A recomposição do solo exige esforço desumano. O calcário parece o ingrediente mais importante para equilibrar o pH do solo.
O desleixo exige uso, às vezes, indiscriminado e exagerado de agrotóxico, porque as plantações não apresentam resistência às agressões. E os humanos devem sobreviver.
Se o pH for neutro, o equilíbrio produtivo torna-se normal. Com isso declina o uso de agrotóxico porque as plantas possuem resistência suficiente contra a ação agressiva das pragas invasoras.
A natureza "vibra" com a adesão dos humanos à humanização. A plantas "celebram" o retorno à vida normal e equilibrada. O respeito torna-se generalizado, suficientemente forte para ressuscitar tudo aquilo que destruímos ou aniquilamos.
É interessante observar que o pH equilibrado dispensa intervenção do homem. Esse fator relevante é um alerta para haver adesão irrestrita de todos para livrar a natureza dos agrotóxicos.
Estamos cientes e, às vezes, conscientes da realidade educacional que nos cerca. Muita apreensão invade nossos sentimentos. Enfrentar desafios que aparentam superar nossa capacidade de resposta é um imenso desafio.
Muitos provam e comprovam que a família ainda permanece a pequena comunidade de onde surge a manutenção de valores que dignificam o ser humano.
A carência de famílias com dimensões ampliadas e convivência transcendente, acarreta transtornos emocionais, comunitários, empresariais. A carência de ECOS construtivos de valores altruístas promove decadência da dignidade humana.

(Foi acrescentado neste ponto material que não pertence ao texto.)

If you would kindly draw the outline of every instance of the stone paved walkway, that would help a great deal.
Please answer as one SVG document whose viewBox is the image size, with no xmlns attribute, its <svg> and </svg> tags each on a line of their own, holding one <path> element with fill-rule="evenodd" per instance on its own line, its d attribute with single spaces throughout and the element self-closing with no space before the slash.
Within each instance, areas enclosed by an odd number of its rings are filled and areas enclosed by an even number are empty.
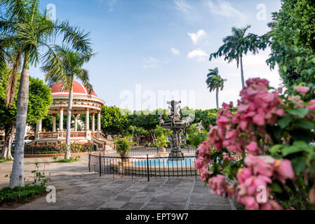
<svg viewBox="0 0 315 224">
<path fill-rule="evenodd" d="M 57 189 L 55 203 L 46 197 L 24 204 L 17 209 L 135 209 L 135 210 L 227 210 L 229 200 L 212 195 L 197 178 L 158 179 L 100 177 L 88 170 L 87 157 L 71 164 L 52 163 L 51 158 L 25 159 L 25 176 L 29 181 L 34 162 L 40 163 L 51 178 L 48 185 Z M 8 186 L 12 162 L 0 163 L 0 188 Z M 0 208 L 1 209 L 1 208 Z"/>
</svg>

Valores positivos assumidos conscientemente na família enobrecem a convivência humana porque atuam no respeito, na promoção da dignidade, na esperança de vencer humanizando os humanos.
Envaideço-me ao presenciar muitos educandos com seus educadores enfrentando desafios, para construir suas casas na família e na comunidade, propalando estilo avançado. Não admitem material descartado ou rejeitado. Selecionam os componentes de toda a estrutura para que a casa permaneça atraente, firme, e resistente às agressões de vendavais e tempestade.

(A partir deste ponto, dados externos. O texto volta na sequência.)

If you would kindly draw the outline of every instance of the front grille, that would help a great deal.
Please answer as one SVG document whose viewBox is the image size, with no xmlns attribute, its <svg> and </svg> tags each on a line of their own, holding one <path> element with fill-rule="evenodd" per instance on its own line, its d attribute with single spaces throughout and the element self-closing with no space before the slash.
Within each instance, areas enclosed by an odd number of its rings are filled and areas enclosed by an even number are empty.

O pH neutro, principalmente, na construção de uma estrutura familiar positiva faz a casa sobreviver por muitos anos na alegria, encontros e felicidade.

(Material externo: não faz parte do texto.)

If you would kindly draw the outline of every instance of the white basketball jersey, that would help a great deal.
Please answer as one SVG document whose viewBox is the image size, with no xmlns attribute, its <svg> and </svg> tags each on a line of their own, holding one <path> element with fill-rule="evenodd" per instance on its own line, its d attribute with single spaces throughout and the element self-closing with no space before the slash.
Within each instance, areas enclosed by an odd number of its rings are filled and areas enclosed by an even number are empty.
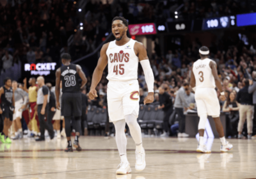
<svg viewBox="0 0 256 179">
<path fill-rule="evenodd" d="M 133 47 L 136 41 L 130 41 L 122 46 L 110 42 L 106 52 L 108 62 L 107 79 L 111 81 L 131 81 L 138 79 L 139 58 Z"/>
<path fill-rule="evenodd" d="M 198 59 L 194 63 L 193 72 L 196 79 L 196 87 L 215 88 L 215 80 L 210 67 L 210 62 L 212 60 L 209 58 Z"/>
</svg>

A estruturação da personalidade do ser humano depende da seleção de técnicas específicas, que atendam aos objetivos de uma convivência saudável.
A seleção de um sistema adequado às exigências educacionais modernas sustenta-se na capacidade das lideranças de congregar educadores e educandos na elaboração de projetos, que atendam que agreguem valores e técnicas de humanização dos humanos.
Educador, você encanta, também, quando congrega desencantados com a educação, e procura encantá-los numa união encantadora, na conquista de encantos na promoção de vidas encantadas.
Para refletir e debater
01) Descreva o pH na produtividade da terra.
02) Que consequências o pH dominado pela acidez pode provocar?
03) Quando há necessidade de equilibrar o pH? Por quê?
04) Descreva a força do eco na vida pessoal e familiar?
05) Como acontece o surgimento do pH ácido?
06) Quais as causas e a força do eco negativo?
07) Qual é a responsabilidade do educador na formação do eco?
08) Quais os efeitos do eco negativo na convivência humana?
09) Como implantar na família a evolução de ecos positivos?
10) Quais as origens do eco positivo?
11) Como atualizar as forças do eco positivo na sociedade?
12) Como pretende reformar ou construir sua casa? Por quê?
13) Quando a casa constitui orgulho para seu dono? Por quê?
14) Como promover reformas das casas de seu bairro?
15) Como idealizar novas casas na sua escola? Por quê?
16) O egresso de uma escola está apto a construir casas confortáveis?
17) Quando pode encantar na convivência com novas casas? Por quê?